Managing Bind DNS zone files

I’ve just finished creating a system to manage my dns zone files with ansible and I was hoping I could get some feedback on how I handled it. My solution feels unelegant, so I’m curious how other folks would (or do) handle this.

I’ve attached a copy of my playbook, a plugin and some example, made-up, data yaml files.

My biggest challenge was dealing with dynamically generated data. EG the reverse dns zone for the 192.168.0/24 subnet is 0.168.192.in-addr.arpa and I found that difficult to handle (in that case I just did it manually and stuck it in the yaml data files).

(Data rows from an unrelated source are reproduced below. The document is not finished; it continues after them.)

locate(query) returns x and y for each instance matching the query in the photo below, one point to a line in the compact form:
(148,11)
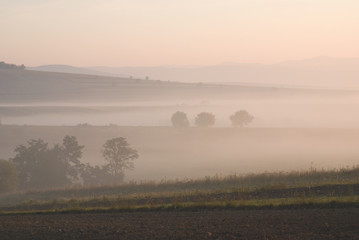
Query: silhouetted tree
(241,118)
(96,175)
(205,119)
(42,167)
(8,177)
(179,119)
(73,153)
(119,156)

Anyway, I’d love to know how other folks handle things like this. How much do you do in a playbook? How much do you handle with plugins? Should I have skipped playbooks altogether and written an ansible runner subclass? Should I have gone the other direction and done something to automate the population of my playbook and/or yaml data files?

Thanks for any feedback.

And big thanks for ansible!

-Dylan

(attachments)

update_dns.tar.gz (5.24 KB)

Small request – please don’t share tarballs with the list. We have to download them, extract them, then look through them.

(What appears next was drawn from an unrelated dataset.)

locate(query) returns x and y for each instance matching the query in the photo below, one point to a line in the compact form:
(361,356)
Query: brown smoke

It’s much better if you can to upload a repo to github.

That all being said, I don’t think managing them with Ansible makes a whole lot of sense – but Cobbler is actually pretty darn good at generating BIND configurations.

–Michael

Ah, sorry about the tarball. I’ll use github in the future.

Hmmm… That’s interesting. I’ve been trying to do basically everything with ansible. It sounds like my idea of what ansible is for is different. Your answer was strangely useful. Thanks!

-Dylan

Just the idea that it’s more of a function of pre-OS configuration, where you want to maintain a list of things.

You could definitely maintain the list of hosts in Ansible, but it’s more general purpose to where I think that would be done in a database that might feed Ansible (as an inventory source).